Sildenafil given with with ambrisentan, and not bosentan, may be better suited for patients with pulmonary arterial hypertension.

Keiichi Odagiri from the Hamamatsu University School of Medicine in Japan and colleagues found that patients’ plasma concentration of sildenafil was significantly lower if the drug was given in combination with bosentan when compared with ambrisentan.

According to the team, this might be because bosentan induces the expression of cytochrome P450 3A4, which interferes with sildenafil pharmacokinetics. In contrast, ambrisentan has no such effect, so when the seven PAH patients who were enrolled in the study, all taking sildenafil, were switched from bosentan to ambrisentan, their sildenafil plasma concentrations were considerably higher.

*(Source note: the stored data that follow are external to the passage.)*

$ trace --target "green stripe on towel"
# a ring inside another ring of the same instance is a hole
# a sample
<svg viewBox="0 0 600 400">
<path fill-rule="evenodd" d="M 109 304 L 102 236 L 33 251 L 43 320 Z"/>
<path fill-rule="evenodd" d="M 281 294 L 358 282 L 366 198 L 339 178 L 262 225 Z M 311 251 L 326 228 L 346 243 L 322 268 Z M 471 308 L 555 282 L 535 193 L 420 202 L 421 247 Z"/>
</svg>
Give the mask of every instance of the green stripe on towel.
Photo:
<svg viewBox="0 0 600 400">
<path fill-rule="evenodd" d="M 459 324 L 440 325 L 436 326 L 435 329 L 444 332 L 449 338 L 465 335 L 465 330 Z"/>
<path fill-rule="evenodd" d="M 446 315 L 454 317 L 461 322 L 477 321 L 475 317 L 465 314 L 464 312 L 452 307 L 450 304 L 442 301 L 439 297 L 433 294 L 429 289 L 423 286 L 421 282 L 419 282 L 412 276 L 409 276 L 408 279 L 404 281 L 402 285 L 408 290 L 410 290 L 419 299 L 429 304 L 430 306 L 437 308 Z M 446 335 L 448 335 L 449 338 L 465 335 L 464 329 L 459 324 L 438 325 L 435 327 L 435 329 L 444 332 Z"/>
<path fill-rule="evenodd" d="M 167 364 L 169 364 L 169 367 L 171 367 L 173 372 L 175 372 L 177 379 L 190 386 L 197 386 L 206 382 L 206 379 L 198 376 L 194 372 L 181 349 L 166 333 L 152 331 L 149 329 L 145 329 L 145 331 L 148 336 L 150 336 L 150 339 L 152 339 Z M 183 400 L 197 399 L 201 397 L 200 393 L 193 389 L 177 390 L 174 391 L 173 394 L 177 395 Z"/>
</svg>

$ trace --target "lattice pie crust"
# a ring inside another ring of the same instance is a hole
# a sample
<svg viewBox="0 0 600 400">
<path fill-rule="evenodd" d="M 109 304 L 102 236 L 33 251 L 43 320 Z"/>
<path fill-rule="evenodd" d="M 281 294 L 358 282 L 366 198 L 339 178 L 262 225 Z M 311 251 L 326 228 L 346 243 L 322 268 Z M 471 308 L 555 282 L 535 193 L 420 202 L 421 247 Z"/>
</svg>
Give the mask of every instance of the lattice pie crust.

The researchers highlighted that the PAH patients in the cohort received bosentan at a dose of 62.5 mg twice a day, instead of the typically recommended dose of 125 mg. twice a day. The Japanese doctors used this dose, as they explained in a news release, “because of concerns about dose-dependent hepatic toxicity, even though the pharmacokinetics of bosentan and its metabolites are broadly comparable in Japanese and Caucasian individuals.”

The team reported that exercise tolerance was significantly better during treatment with sildenafil in combination with ambrisentan than during treatment with sildenafil plus bosentan. The median distance achieved in the externally paced 10-meter shuttle walking test was higher during the four to five weeks of treatment with ambrisentan compared to bosentan (340 vs. 280 meters, respectively).